To date, carbon measurement has been a bit of a voodoo science with software tools attempting to measure how much coal, oil, and gasoline get burned and how much carbon gets absorbed by trees or peat bogs using a guesstimate approach to measurement. This method is called an inventory system, and experts have long questioned whether it can stand the test of time due to its indirect nature and the lack of actual measurements of carbon in the atmosphere.

Rightly, Woelk believes that without an accurate way to measure carbon outputs down to the kilometer or less, any efforts to institute a cap-and-trade or carbon tax system will be ripe for fraud. "We have one chance to get this right. If we fail, it could be the biggest economic bubble we will never recover from. You are talking hundreds of billions of dollars in potential carbon trading revenues -- and we don't have a way to accurately measure outputs yet? That's sounds more like Enron than a true options exchange," says Woelk.

What's stunning is that carbon trading market transactions already eclipse $100 billion. Already a number of carbon credits trading programs have launched around the world. The three largest are all in Europe including Climex in Amsterdam, BlueNext in Paris the Climate Spot Exchange and European Climate Exchange, respectively in London.

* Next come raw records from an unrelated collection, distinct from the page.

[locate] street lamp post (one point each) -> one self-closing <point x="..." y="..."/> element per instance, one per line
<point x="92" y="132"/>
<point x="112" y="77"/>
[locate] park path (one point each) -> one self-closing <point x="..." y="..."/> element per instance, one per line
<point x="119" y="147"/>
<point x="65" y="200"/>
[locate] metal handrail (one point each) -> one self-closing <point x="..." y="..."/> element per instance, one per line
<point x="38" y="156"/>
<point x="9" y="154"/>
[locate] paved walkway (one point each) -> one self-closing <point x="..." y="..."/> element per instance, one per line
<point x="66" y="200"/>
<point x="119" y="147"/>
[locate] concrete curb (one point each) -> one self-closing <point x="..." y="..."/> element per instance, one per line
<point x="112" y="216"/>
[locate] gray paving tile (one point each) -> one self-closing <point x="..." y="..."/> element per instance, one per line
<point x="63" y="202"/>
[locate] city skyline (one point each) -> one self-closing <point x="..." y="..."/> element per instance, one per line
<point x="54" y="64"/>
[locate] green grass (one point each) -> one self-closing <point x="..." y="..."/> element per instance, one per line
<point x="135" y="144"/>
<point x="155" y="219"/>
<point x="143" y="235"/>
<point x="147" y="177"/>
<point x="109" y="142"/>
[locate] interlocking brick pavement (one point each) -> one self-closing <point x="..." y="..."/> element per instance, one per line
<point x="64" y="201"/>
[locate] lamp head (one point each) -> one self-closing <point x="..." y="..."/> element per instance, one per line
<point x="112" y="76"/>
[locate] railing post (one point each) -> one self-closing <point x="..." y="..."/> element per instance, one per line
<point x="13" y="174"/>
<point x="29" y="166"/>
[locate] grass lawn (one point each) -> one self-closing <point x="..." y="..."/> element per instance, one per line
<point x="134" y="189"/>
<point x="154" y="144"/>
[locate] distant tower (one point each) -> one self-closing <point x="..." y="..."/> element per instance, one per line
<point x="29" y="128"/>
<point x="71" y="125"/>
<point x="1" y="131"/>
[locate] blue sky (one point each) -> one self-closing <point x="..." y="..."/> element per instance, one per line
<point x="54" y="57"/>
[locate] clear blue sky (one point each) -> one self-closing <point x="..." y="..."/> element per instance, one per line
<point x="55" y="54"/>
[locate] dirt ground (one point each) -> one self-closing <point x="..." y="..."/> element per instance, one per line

Not surprisingly, reports of fraudulent carbon credit verification and mitigation schemes are on the rise. In September, the European Union overhauled its Value-Added Tax system as it related to carbon credits to head off burgeoning fraud problems ahead of Copenhagen, the Guardian reported. And the United Nations in September suspended the accreditation of the world's largest carbon auditor, the Times of London reported. This was the second suspension in the past year of a major carbon auditor. Such fraud -- and subsequent enforcement -- would seem to be a huge advertisement for Picarro. If these exchanges hope to grow, a measurement component could become a necessity. Or so Michael Woelk and his team at Picarro hope.